Menurut Tenaga Ahli Menteri Perumahan dan Kawasan Permukiman (PKP) Paulus Totok Lusida, salah satu alasannya karena biaya tinggal di apartemen jauh lebih mahal daripada di rumah tapak.
SCROLL TO CONTINUE WITH CONTENT
"Kenapa kalau nggak (tinggal) di apartemen aja? Satu, yang paling dari semua, apartemen itu masih terkenal mahal biaya hidupnya," kata Totok usai pelantikan Tenaga Ahli Menteri PKP di Wisma Mandiri, Jakarta, Kamis (19/6/2025).
Totok mengungkapkan, harga beli apartemen juga dinilai lebih mahal daripada rumah tapak. Di sisi lain, banyak masyarakat Indonesia yang sudah terbiasa tinggal di rumah tapak ketimbang di hunian vertikal.
"Ya orang Indonesia aja karena sudah terbiasa tinggal di landed (house), kan. Kalau orang Singapura, itu kan sudah terbiasa tinggal di apartemen," jelasnya.
Fakta di lapangan menunjukkan tingkat keterisian apartemen tidak mengalami kenaikan, bahkan untuk model apartemen sewa sekalipun. Berdasarkan data dari Leads Property pada kuartal pertama 2025, permintaan terhadap apartemen sewa di Jakarta melambat sekitar 5 persen yang menyebabkan adanya penurunan tarif sewa rata-rata sekitar 4,8 persen.
Sebagai informasi, menurut CEO PT Leads Property Service Indonesia Hendra Hartono, ada 3 penyebab hunian vertikal seperti apartemen berkonsep TOD banyak yang kosong, sepi peminat, hingga mangkrak.
Alasan pertama karena jalur transportasi di Jakarta belum terintegrasi seluruhnya. Hendra berujar jalur yang sudah terintegrasi baru di tengah kota, yakni area Central Business District (CBD). Jika semua jalur telah terhubung, maka tidak ada alasan lagi hunian berkonsep TOD tidak laku.

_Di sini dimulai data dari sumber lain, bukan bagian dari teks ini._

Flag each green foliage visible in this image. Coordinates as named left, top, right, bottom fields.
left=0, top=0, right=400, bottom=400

"Misal rumah di Lebak Bulus atau Ciputat ke CBD, okelah naik MRT. Tapi kalau dari CBD, mau lanjut ke Kebon Jeruk, mau meeting lagi di mana?" ujar Hendra dalam acara Media Briefing Jakarta Property Market Insight Q1 2025 di Jakarta Mori Tower, Kamis (19/6/2025).

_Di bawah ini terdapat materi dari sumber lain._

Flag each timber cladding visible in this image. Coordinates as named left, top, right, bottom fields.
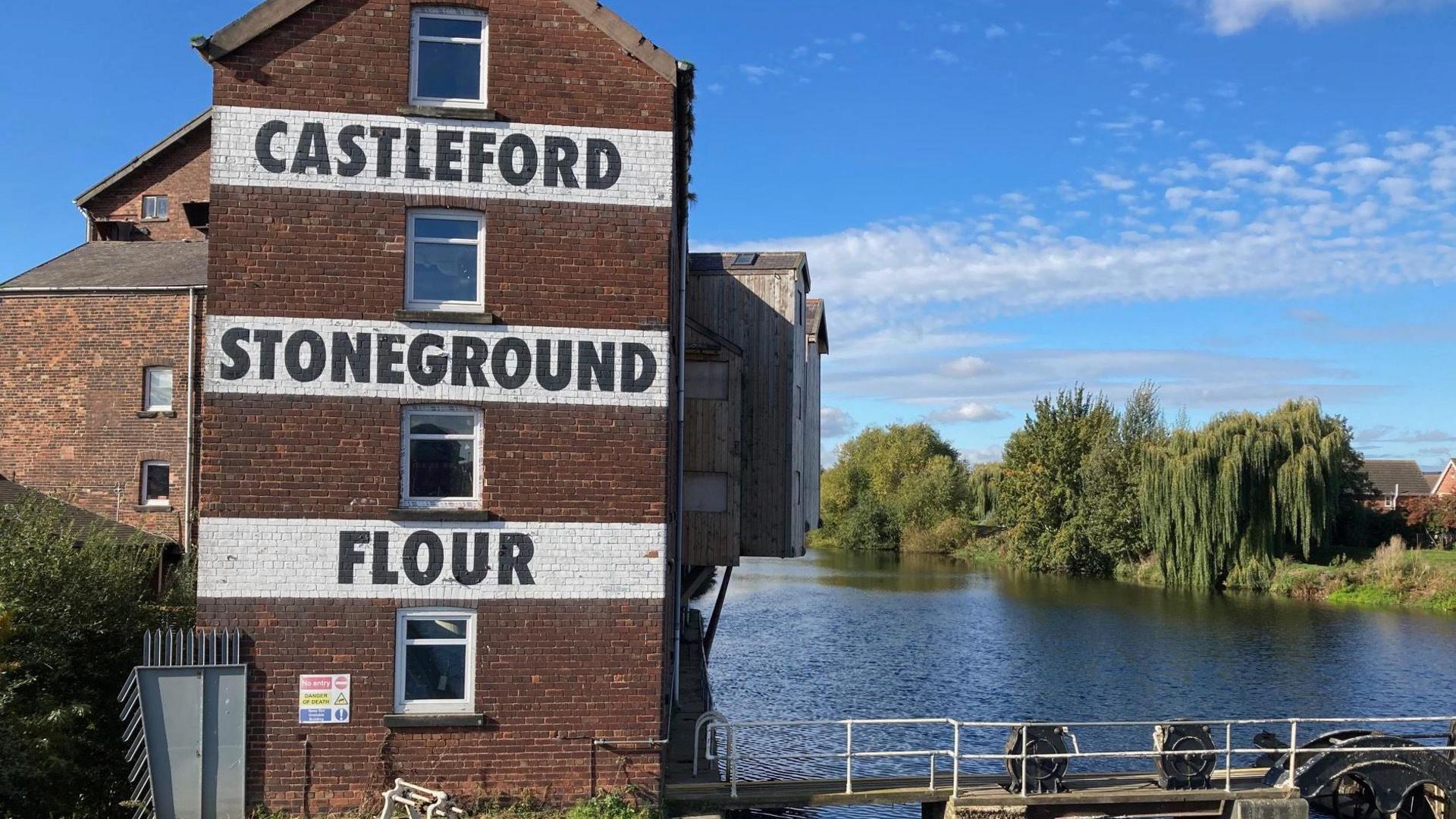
left=198, top=0, right=682, bottom=811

Alasan kedua karena luas unit di apartemen yang tidak terlalu besar. Menurut Hendra, ada beberapa ruang yang bisa dipangkas sehingga ruangan tersebut dapat digunakan untuk kebutuhan lain. Misalnya, dapur yang dibuat minimalis dan tidak perlu ada laundry room.

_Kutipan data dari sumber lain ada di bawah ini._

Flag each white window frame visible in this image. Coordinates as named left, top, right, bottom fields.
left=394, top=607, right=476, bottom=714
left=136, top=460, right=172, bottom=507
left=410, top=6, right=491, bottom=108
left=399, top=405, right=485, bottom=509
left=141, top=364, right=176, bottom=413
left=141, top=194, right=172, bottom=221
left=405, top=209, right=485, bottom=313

Sementara alasan ketiga, Hendra menyinggung soal harga apartemen yang mahal. Faktor ini disebabkan karena banyak biaya yang seharusnya bisa ditekan oleh pengembang, misalnya pembangunan tempat parkir.
"Problem orang bangun apartemen di Jakarta adalah orang tidak cukup bangun apartemen saja. Tapi orang harus bangun juga fasilitas parkir. (Contoh) 3 bedroom, 2 parkir, lalu 2 bedroom, 1 parkir, musti ada. Itu biaya. Seharusnya kalau di atasnya sudah ada MRT, LRT, gitu kan ya harusnya harganya bisa turun, fasilitas itu tidak perlu lagi. Kan Grab dan Gojek sudah ada di stasiun," tutupnya.
Punya pertanyaan soal rumah, tanah atau properti lain? detikProperti bisa bantu jawabin. Pertanyaan bisa berkaitan dengan hukum, konstruksi, jual beli, pembiayaan, interior, eksterior atau permasalahan rumah lainnya.
Caranya gampang. Kamu tinggal kirim pertanyaan dengan cara klik link ini
(ilf/abr)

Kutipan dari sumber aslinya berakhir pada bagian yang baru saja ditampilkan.